Effects of Aging on Human Gait Stability

Mustafa Maher Saleh, S. Parasuraman, C. Deisy and S.Padmavathy, D. Kingsly Jeba Singh, M. K. A. Ahamed Khan

School of Engineering Monash University, Malaysia


Biomechanics, Human Aging; Motion Stability, Trips and Falls; Spatiotemporal, Kinematics, Kinetics


This project aims to investigate the effects of aging on different gait parameters such as the spatiotemporal, kinetic and kinematic. Previous researches have focused on the effects of muscle fatigue on the gait characteristics under single and dual task conditions and other have focused on the effect of ageing and falls history on the Minimum Foot Clearance (MTC) during level walking. However, what was missing in most of the latest researches is a comprehensive analysis on all the major gait parameters that affect the stability. The findings on this project showed the relationship between the different gait parameters and the effect of such on the human motion stability. Results obtained showed that there is a difference in the cadence and stride length between healthy elderly people and young ones at normal walking speed (4Km/h). The findings also showed that elderly people have localized pressure distribution on their feet and a smaller ankle flexion angle that resulted in lower MTC. All these factors if not properly corrected and controlled can significantly induce fatigue, cause muscle and joints pain and even increase the chances of tripping.

Moticon's Summary

Falls among the elderly are a significant public health issue due to their high prevalence and associated costs.

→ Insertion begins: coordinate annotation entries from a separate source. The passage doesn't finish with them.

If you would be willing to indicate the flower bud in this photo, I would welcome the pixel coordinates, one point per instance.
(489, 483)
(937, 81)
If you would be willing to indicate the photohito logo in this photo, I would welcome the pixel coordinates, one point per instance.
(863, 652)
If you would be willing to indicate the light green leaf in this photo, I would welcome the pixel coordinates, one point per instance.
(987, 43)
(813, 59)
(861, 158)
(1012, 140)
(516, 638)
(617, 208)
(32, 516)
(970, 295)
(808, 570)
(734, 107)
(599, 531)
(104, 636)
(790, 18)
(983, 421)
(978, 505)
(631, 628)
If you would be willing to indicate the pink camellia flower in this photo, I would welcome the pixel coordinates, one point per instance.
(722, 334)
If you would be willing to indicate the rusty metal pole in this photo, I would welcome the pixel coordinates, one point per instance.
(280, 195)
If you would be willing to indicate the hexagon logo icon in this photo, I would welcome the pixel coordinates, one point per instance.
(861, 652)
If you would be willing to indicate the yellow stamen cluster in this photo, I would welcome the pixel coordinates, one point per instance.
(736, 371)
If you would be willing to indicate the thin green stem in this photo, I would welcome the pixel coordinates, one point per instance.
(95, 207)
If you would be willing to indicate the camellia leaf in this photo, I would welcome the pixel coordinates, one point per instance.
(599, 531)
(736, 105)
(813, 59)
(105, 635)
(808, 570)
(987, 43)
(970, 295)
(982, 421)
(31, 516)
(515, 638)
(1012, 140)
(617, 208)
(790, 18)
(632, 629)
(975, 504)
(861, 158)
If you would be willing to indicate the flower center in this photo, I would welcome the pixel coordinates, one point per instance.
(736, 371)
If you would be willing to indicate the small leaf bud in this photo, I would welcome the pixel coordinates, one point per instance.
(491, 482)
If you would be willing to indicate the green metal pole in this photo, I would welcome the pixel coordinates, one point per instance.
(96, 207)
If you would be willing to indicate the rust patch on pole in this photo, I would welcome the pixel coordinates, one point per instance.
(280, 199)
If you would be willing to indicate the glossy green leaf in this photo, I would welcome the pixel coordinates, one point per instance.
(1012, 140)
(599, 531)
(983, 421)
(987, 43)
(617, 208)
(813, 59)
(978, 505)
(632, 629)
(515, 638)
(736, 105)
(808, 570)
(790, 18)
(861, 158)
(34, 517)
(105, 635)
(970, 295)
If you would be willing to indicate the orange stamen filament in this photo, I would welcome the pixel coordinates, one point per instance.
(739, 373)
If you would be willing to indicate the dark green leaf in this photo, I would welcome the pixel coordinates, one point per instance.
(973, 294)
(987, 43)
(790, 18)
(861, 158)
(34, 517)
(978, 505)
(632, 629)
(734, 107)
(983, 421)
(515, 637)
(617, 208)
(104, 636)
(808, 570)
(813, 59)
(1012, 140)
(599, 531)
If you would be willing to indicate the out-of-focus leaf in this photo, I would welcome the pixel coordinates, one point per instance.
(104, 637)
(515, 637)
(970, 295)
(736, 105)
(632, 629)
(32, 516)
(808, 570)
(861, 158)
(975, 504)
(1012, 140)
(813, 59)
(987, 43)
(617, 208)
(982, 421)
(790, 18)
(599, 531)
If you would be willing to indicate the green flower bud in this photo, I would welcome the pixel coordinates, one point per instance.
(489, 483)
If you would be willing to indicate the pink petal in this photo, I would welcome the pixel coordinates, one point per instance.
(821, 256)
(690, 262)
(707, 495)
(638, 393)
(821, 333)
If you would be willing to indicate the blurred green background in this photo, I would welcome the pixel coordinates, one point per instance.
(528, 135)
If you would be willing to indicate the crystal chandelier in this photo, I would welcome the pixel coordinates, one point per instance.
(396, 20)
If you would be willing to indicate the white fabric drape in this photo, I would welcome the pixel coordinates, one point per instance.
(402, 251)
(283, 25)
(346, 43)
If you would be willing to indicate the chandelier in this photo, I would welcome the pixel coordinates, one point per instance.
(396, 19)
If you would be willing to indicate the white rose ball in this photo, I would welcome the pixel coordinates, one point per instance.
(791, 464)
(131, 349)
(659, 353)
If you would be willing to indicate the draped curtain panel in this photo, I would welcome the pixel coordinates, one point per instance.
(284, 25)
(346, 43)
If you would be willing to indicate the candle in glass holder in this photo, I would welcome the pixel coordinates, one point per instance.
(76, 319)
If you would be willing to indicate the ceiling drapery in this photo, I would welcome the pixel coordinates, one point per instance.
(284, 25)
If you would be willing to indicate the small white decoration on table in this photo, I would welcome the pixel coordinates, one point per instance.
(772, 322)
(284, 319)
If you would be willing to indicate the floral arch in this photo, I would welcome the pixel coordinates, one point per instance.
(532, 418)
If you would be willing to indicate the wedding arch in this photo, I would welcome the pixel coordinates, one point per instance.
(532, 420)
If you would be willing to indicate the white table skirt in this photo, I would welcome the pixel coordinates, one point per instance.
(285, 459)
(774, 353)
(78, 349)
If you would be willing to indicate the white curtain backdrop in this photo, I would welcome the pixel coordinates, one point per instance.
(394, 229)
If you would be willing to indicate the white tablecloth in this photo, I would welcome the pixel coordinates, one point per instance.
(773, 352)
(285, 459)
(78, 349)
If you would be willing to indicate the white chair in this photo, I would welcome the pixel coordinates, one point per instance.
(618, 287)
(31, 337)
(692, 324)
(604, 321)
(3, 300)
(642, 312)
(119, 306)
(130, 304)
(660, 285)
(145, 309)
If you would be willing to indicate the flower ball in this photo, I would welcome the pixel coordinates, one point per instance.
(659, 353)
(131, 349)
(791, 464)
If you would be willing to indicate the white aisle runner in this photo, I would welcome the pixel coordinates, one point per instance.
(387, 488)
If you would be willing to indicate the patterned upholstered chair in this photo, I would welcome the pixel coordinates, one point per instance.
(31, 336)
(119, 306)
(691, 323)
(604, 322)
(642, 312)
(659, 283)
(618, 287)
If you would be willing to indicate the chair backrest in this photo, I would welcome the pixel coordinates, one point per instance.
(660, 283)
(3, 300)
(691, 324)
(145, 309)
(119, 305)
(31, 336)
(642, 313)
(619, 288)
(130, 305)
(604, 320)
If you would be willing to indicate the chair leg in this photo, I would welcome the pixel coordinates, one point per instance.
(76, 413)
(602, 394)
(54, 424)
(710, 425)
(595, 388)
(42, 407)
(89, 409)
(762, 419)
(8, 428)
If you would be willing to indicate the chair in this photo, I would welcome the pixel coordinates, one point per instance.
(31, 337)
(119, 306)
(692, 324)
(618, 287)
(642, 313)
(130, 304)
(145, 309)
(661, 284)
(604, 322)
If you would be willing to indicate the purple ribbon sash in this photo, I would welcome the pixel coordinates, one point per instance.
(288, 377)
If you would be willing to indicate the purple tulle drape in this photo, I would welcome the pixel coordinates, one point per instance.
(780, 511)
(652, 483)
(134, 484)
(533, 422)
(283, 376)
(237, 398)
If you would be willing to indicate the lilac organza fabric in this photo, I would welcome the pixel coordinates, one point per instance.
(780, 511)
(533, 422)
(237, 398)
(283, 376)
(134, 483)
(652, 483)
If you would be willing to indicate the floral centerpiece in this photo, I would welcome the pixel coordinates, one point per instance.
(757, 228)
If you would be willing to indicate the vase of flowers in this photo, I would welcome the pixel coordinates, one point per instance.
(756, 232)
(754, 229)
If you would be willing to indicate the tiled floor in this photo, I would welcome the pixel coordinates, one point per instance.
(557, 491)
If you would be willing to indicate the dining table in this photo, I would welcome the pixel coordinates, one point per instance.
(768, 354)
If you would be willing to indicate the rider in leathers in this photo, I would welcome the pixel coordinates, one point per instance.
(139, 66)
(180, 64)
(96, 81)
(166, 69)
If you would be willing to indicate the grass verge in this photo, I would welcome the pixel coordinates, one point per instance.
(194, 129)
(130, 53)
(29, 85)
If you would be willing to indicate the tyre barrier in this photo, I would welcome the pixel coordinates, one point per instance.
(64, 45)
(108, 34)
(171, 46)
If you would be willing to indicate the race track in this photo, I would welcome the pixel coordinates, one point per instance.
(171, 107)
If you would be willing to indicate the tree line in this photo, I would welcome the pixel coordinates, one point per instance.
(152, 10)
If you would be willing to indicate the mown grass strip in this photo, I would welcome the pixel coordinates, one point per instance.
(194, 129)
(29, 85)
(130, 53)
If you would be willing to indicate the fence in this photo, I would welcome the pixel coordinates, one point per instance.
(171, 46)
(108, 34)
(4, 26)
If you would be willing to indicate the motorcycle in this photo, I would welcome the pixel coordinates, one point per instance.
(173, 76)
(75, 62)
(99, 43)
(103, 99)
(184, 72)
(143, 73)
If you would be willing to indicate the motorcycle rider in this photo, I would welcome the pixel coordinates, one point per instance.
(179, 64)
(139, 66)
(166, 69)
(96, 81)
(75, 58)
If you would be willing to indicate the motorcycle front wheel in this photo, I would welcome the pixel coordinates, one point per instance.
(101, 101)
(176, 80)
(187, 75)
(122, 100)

This study investigates the effects of aging and walking speed on gait parameters. Six young (23±1.5 years) and six elderly (62±3.9 years) healthy participants were examined using a 3D motion capturing system and Moticon sensor insoles. The study analyzed spatiotemporal, kinematic, and kinetic variables at different walking speeds. Results indicated that elderly participants had higher variability in stance time and reduced minimum toe clearance (MTC), increasing fall risk. Younger participants exhibited longer stance times and greater stride lengths, with significant differences observed at higher speeds. Hip angle extension increased with age, contributing to discomfort and fatigue. Ankle flexibility decreased in elderly participants, further heightening the risk of tripping. The authors conclude that aging negatively impacts gait parameters, particularly MTC and ankle flexibility, increasing the likelihood of falls. Walking speed significantly influences these changes.